Transition to Modern Tennis

The decision to allow both amateurs and professionals into all tournaments is the main reason tennis has become such a hugely popular worldwide sport today. The increased professionalism as a result of player compensation means that the caliber of the game has risen steadily. 

As a result, so many talented players who would previously have been excluded from the biggest competitions have instead been given opportunities to compete. From the very beginning of the Open Era, stars like Rod Laver, Ken Rosewall, and Björn Borg captivated the world’s attention while earning a good living from prize purses and sponsorships, all opportunities that were not available a few years prior. More recently, tennis legends like Pete Sampras, Andre Agassi, Roger Federer, Rafael Nadal, and Novak Djokovic have enjoyed superstar status, making careers out of playing the sport they love and entertaining generations of fans.

Benefits to Women in Tennis

The opportunities provided by Open Era tennis have also benefited women in the sport. The Women's Tennis Organization (WTA) was formed in 1973 which endures today as the governing body of professional women’s tennis competitions. 

That same year, the US Open became the first Grand Slam to offer equal prize purses to men and women. Wimbledon was the last, waiting until 2007 to offer pay parity. Thanks to the freedoms of the Open Era, stars like Billie Jean King, Margaret Court, Martina Navratilova, Steffi Graf, and Serena Williams have been able to earn a living by competing, unlike women at the highest level in many other sports.


What is Open Era tennis?

Open Era tennis is a term that refers to professional tennis after the beginning of the Open Era, which started in 1968. The Open Era was a major change in the landscape of tennis, as before the Open Era began, tennis professionals were not allowed to compete in the four Grand Slams. Beginning in 1968, this was changed to allow pros to compete, rather than only amateurs.

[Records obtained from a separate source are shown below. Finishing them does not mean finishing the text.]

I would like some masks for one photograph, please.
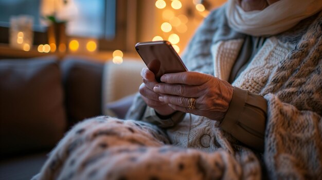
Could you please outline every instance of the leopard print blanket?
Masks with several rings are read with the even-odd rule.
[[[207,36],[219,32],[208,26],[222,16],[221,11],[205,19],[188,47],[195,51],[185,58],[210,55],[200,46],[210,46]],[[225,148],[214,152],[180,147],[154,125],[100,116],[69,131],[33,179],[320,179],[322,14],[313,22],[295,34],[296,45],[259,92],[268,103],[263,154],[224,136],[217,142]],[[277,38],[290,42],[283,37]],[[205,66],[198,63],[194,65]]]

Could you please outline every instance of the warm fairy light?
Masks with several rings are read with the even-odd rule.
[[[169,23],[163,23],[161,25],[161,30],[162,30],[163,32],[170,32],[171,29],[172,29],[172,26],[171,26],[171,25]]]
[[[25,43],[24,45],[23,49],[25,51],[29,51],[30,50],[30,46],[29,46],[28,44]]]
[[[113,52],[113,57],[115,57],[116,56],[119,56],[121,57],[123,57],[123,52],[121,50],[116,50]]]
[[[170,24],[174,27],[178,27],[181,24],[181,21],[178,17],[173,16],[170,19]]]
[[[181,23],[183,24],[186,24],[188,23],[188,17],[184,14],[180,14],[178,16],[178,17],[181,21]]]
[[[180,41],[180,38],[179,36],[176,34],[171,34],[169,36],[169,38],[168,39],[169,42],[171,43],[172,44],[175,45],[176,44],[178,44]]]
[[[192,2],[195,5],[196,5],[198,4],[200,4],[200,0],[192,0]]]
[[[174,50],[175,50],[175,51],[176,51],[177,53],[179,53],[179,52],[180,52],[180,48],[179,48],[179,47],[176,45],[172,45],[172,47],[173,47],[173,49],[174,49]]]
[[[76,51],[79,47],[79,43],[77,40],[72,40],[69,42],[69,49],[71,51]]]
[[[17,43],[23,44],[24,43],[24,33],[20,31],[17,34]]]
[[[203,12],[206,10],[205,6],[201,4],[198,4],[195,5],[195,9],[196,9],[197,11],[199,12]]]
[[[65,52],[66,51],[66,45],[64,43],[59,44],[58,49],[59,50],[59,52]]]
[[[166,7],[167,4],[164,0],[157,0],[155,2],[155,6],[159,9],[163,9]]]
[[[185,24],[181,24],[179,26],[175,27],[175,29],[181,33],[184,33],[187,32],[188,27]]]
[[[22,44],[24,42],[24,39],[21,37],[18,37],[17,38],[17,43]]]
[[[178,0],[173,0],[171,3],[171,7],[174,9],[179,9],[181,8],[182,4],[181,2]]]
[[[55,43],[50,43],[49,45],[50,46],[50,52],[55,52],[56,51],[56,45]]]
[[[43,48],[44,52],[48,53],[50,51],[50,46],[49,45],[45,44],[44,45],[44,47]]]
[[[96,50],[96,43],[93,41],[90,41],[86,44],[86,49],[90,52],[94,52]]]
[[[122,57],[120,56],[115,56],[113,57],[113,62],[114,64],[116,64],[118,65],[122,64],[123,63],[123,58]]]
[[[163,40],[163,38],[162,38],[162,37],[157,35],[154,36],[154,37],[153,37],[153,38],[152,39],[152,41],[162,41]]]
[[[24,38],[24,33],[21,31],[18,32],[18,33],[17,34],[17,37]]]
[[[39,46],[38,46],[38,48],[37,48],[37,50],[39,52],[44,52],[44,45],[39,45]]]
[[[170,9],[166,9],[162,12],[162,17],[164,21],[168,21],[174,16],[173,11]]]

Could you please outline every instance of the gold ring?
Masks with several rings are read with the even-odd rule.
[[[196,99],[194,97],[190,97],[189,99],[189,106],[188,108],[189,109],[193,110],[195,108],[194,104],[195,104]]]

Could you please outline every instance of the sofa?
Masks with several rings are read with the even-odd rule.
[[[0,59],[0,179],[31,178],[76,123],[102,114],[123,118],[141,81],[144,65],[137,62]]]

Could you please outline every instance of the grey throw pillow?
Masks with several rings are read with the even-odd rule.
[[[55,57],[0,61],[1,156],[51,148],[66,127]]]

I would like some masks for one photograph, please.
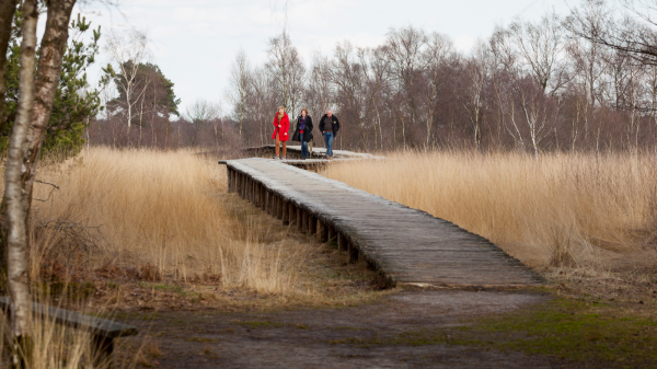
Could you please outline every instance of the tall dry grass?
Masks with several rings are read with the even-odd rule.
[[[81,263],[82,252],[90,255],[83,263],[92,270],[111,265],[162,279],[210,276],[227,288],[265,293],[293,288],[302,251],[288,245],[283,253],[286,245],[267,235],[285,230],[240,221],[221,196],[226,169],[214,160],[189,150],[92,148],[44,165],[34,197],[47,200],[34,203],[34,219],[46,246],[34,256],[37,268],[55,245],[68,265]],[[71,230],[78,238],[67,239]],[[93,242],[79,245],[85,234]]]
[[[607,267],[653,241],[655,159],[407,152],[325,175],[450,220],[532,266]],[[654,253],[641,254],[655,263]]]

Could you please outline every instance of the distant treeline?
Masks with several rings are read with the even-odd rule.
[[[176,122],[155,112],[128,131],[124,111],[108,109],[89,127],[91,142],[264,145],[284,105],[291,118],[303,107],[314,118],[333,109],[341,120],[337,149],[471,147],[537,155],[652,149],[657,33],[646,14],[654,9],[621,2],[627,16],[603,1],[585,0],[566,16],[515,20],[469,54],[456,50],[448,36],[414,26],[391,28],[373,48],[341,42],[330,56],[303,55],[283,33],[269,41],[264,65],[238,54],[227,116],[217,104],[199,101]]]

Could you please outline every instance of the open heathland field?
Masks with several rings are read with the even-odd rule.
[[[549,281],[407,291],[229,194],[215,158],[92,148],[41,169],[32,288],[139,326],[118,342],[126,368],[655,366],[656,172],[649,155],[331,164],[324,175],[482,234]],[[53,332],[39,355],[84,362],[84,332],[36,323]]]

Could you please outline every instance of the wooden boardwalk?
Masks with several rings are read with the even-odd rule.
[[[392,286],[505,288],[542,279],[488,240],[425,211],[260,158],[226,162],[238,192],[285,224],[335,239],[349,261],[365,258]]]

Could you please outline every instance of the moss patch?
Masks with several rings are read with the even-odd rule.
[[[623,315],[622,305],[555,298],[532,309],[463,321],[448,328],[407,331],[396,336],[349,337],[331,344],[463,345],[522,351],[606,367],[657,368],[657,322]]]

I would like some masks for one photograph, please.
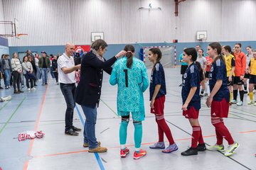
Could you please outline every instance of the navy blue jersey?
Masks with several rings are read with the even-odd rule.
[[[209,85],[210,92],[213,91],[215,84],[216,84],[217,80],[220,79],[223,81],[223,84],[213,96],[213,100],[221,101],[223,98],[226,101],[230,100],[230,92],[228,88],[228,78],[227,78],[227,69],[226,66],[224,62],[218,59],[215,62],[213,63],[212,67],[210,67],[210,71],[209,74]]]
[[[165,83],[165,76],[164,71],[162,64],[160,62],[158,62],[154,71],[151,72],[151,79],[150,79],[150,86],[149,86],[149,94],[150,98],[152,100],[154,92],[157,84],[161,85],[160,90],[156,95],[156,98],[164,96],[166,94],[166,87]]]
[[[191,87],[197,87],[197,89],[187,108],[189,109],[193,106],[196,110],[198,110],[201,108],[201,98],[199,96],[200,74],[198,67],[195,63],[190,64],[184,74],[181,91],[183,104],[185,103]]]

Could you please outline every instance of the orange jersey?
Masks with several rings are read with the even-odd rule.
[[[246,68],[246,56],[242,52],[239,52],[239,54],[234,52],[234,55],[235,57],[235,76],[244,76]]]
[[[211,57],[210,57],[209,56],[206,56],[206,71],[208,72],[210,72],[211,64],[213,62],[213,59]]]

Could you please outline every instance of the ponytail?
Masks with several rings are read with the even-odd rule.
[[[126,57],[127,57],[127,67],[131,68],[132,65],[132,52],[131,51],[127,51]]]
[[[200,76],[200,82],[204,80],[204,76],[203,76],[203,70],[202,67],[201,67],[201,64],[198,62],[195,62],[196,65],[198,67],[199,70],[199,76]]]
[[[132,57],[134,56],[134,47],[132,45],[125,45],[124,50],[126,51],[127,53],[126,55],[126,57],[127,57],[127,67],[129,69],[132,68]]]

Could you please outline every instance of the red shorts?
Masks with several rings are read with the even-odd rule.
[[[213,101],[210,106],[212,117],[228,118],[229,103],[223,99],[221,101]]]
[[[186,118],[198,119],[199,115],[199,110],[196,110],[194,107],[191,107],[189,109],[183,111],[183,115]]]
[[[165,96],[159,97],[154,103],[154,108],[151,108],[151,113],[158,115],[164,115]]]

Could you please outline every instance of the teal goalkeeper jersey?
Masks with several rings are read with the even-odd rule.
[[[145,64],[133,57],[131,69],[127,67],[124,57],[114,64],[110,83],[118,85],[117,111],[144,112],[143,92],[149,86]]]

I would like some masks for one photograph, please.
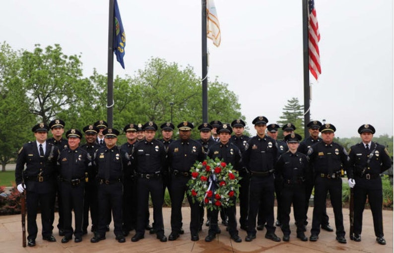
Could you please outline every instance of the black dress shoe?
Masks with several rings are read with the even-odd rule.
[[[176,233],[171,232],[170,234],[170,236],[168,237],[168,240],[169,241],[175,241],[179,237],[179,235],[177,234]]]
[[[385,238],[383,236],[377,237],[376,241],[378,242],[378,243],[379,244],[381,244],[382,245],[386,245],[386,240],[385,240]]]
[[[28,239],[27,246],[29,247],[32,247],[36,246],[36,240],[35,239]]]
[[[56,242],[56,238],[53,235],[51,235],[49,237],[43,237],[43,240],[45,240],[45,241],[48,241],[48,242],[51,242],[51,243],[54,243]]]
[[[205,237],[205,242],[212,242],[216,237],[216,235],[213,233],[209,233]]]
[[[242,239],[241,239],[241,237],[240,237],[238,235],[233,235],[231,236],[231,238],[236,243],[240,243],[242,242]]]
[[[346,239],[345,239],[345,237],[343,236],[337,236],[336,241],[338,241],[338,243],[346,243]]]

When did the Open Era in tennis begin?

The Open Era in tennis began in April of 1968, with the British Hard Court Championships. The first Grand Slam tournament of the Open Era was the 1968 French Open.

Were there Grand Slams before the Open Era?

There were Grand Slams before the Open Era, but they were only open to amateur players. Officially sanctioned tennis tournaments, including Grand Slams, did not allow professional players to compete prior to the Open Era.